Lucia – Movie Review
It all started on Feb 12, 2012 when Pawan Kumar, a young Kannada movie director whose first directorial venture Lifeu Ishtene was a moderate success, wrote this post in dejection and anger. He had a new script ready but did not have any producers willing to invest on the script he had written. When hundreds of Kannada movie-lovers across the globe came forward to give a part of their savings to help him out in this situation, he decided to make the movie by the people, for the people. He devised a way to tap the crowd-sourcing model to make this movie.
The idea is simple. I am selling 2000 tickets for the film Lucia; I will start making the film after all the tickets are sold. Crazy, right! But it’s true. By selling 2000 tickets I intend to raise 100,000 US dollars (50 lakh Indian rupees approximately) and this is the funding that will go into making this film.
Pawan Kumar on his blog
The ingenious crowd-funded film was made on a budget of 75 lakhs approximately out of which 51 lakhs were raised through crowd-funding through social media in 2012. After 18 months, when Lucia hit the screens in India, it had already won the fancied Audience Award at the 4th London Indian Film Festival (LIFF, July 18-25).
There is a reason why a movie like Lucia won many hearts. The Kannada industry has become stale lately. As it stands today, most Kannada movies rely on the 2 Rs – Rowdyism and Remakes, though there are some exceptions. There is a lack of innovation, in that, someone makes one hit (which itself may not be a quality movie) and the next few movies are more or less similar to the trend setting hit. This rule holds good for music as well.
Lucia is a psychological drama about lucid dreaming. The movie begins with shots of the person who is on a life support and people are debating euthanasia, given that his case has become a rage in the media. Then we go back to sequences where the male protagonist of the movie suffers from insomnia.
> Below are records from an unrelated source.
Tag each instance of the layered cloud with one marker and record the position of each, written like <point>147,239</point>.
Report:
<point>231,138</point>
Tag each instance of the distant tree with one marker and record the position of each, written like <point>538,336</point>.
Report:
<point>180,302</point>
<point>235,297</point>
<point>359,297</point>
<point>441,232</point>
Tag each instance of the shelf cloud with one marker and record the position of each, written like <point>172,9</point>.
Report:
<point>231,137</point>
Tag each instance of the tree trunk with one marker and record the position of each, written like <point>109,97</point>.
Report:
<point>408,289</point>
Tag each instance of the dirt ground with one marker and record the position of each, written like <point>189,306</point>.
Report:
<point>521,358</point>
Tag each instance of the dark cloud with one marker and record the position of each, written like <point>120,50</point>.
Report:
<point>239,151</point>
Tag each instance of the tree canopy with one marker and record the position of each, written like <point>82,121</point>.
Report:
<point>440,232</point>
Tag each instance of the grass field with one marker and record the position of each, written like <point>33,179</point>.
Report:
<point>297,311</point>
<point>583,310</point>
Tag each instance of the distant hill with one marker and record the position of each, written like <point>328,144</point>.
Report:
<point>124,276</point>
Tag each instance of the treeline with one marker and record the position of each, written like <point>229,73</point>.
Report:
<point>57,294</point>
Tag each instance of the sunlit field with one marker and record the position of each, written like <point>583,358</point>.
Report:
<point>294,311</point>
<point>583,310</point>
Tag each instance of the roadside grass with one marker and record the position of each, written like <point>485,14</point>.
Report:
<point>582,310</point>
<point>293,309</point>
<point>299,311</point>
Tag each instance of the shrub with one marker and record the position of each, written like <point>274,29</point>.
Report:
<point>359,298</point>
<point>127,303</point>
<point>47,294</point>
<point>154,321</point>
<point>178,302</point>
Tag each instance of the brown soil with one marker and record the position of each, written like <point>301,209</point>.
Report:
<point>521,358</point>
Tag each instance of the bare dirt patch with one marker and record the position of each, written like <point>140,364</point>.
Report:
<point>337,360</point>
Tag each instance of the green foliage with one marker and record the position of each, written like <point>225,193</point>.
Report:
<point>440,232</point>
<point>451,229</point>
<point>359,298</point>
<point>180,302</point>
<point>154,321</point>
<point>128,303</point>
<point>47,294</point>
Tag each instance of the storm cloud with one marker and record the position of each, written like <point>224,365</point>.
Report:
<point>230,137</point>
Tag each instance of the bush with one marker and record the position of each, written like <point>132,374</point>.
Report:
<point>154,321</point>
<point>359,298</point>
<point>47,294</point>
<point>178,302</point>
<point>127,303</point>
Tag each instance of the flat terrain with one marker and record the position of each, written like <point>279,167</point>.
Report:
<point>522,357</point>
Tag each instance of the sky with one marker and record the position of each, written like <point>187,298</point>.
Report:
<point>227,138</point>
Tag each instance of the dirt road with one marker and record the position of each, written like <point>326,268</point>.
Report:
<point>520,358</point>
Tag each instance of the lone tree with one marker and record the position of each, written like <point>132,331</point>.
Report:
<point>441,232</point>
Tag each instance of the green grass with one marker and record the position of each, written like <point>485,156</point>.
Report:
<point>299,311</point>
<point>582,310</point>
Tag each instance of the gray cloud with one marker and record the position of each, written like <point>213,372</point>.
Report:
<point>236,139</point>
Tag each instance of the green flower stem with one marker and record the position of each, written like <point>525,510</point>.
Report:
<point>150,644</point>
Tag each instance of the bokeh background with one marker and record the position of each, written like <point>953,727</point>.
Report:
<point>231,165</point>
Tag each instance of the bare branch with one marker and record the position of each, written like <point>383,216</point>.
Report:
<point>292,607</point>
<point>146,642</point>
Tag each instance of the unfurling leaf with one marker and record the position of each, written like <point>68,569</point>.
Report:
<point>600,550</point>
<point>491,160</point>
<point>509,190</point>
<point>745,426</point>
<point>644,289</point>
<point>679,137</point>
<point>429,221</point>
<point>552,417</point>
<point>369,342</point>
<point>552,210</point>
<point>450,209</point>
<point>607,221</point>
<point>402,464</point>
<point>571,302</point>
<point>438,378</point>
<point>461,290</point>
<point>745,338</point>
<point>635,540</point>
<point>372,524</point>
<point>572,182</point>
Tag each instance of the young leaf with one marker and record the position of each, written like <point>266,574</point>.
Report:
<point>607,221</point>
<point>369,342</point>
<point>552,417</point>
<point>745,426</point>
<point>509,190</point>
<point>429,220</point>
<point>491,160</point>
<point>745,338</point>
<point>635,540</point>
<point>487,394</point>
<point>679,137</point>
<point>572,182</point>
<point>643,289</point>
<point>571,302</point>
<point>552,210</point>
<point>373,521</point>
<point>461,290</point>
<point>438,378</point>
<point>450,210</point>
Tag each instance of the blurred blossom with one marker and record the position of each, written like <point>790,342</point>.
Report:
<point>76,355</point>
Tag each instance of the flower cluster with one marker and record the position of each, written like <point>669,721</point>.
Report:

The craving for sleep forces him to consume a pill called “Lucia” suggested by a road-side quack who promises sleep and colourful dreams. In his dreams the protagonist starts living he always yearned for.
He lives in his dreams and the dreams live in his life. His real life and his dreams run as parallel tracks in his movie. In one of the tracks the protagonist is a simpleton who works at a ramshackle theatre as the guy in the dark with a torch who shows people to their seats. In another track he is a super-star of the Kannada movie industry who is bogged down by the pressures of super stardom. There is another track in the movie that deals with an investigation into attempts to murder, with the crime itself being linked to the other two tracks. Who is attempting to murder the protagonist? Why?
It has all elements of an intelligently made movie. Technically the movie is well made. The editing is slick and keeps the movie crisp and moving. The music ranges between passable and very-good across the movie. The best thing about the star-cast is that there are no stars but there are actors who play their roles naturally. There are some cleverly placed twists to keep us interested. There are English sub-titles played in the theatres to help those who do not know Kannada.
The director has layered the story with subtle commentary on the contemporary Kannada film industry and Kannada language dynamics in Bangalore. But the biggest message of the movie is the movie itself – the way it has now made a point that quality movie making is not about big budgets, superstars, foreign locations or item songs but is about a good story, an intelligent screenplay and good acting. More than any other industry at this point of time this message is relevant to the Kannada film industry whose quality of output in recent times has been mediocre at best.
Lucia is certainly a new benchmark for the Kannada film industry. And I hope it heralds an era where the entry barrier for creative minds to make a Kannada movie is very low.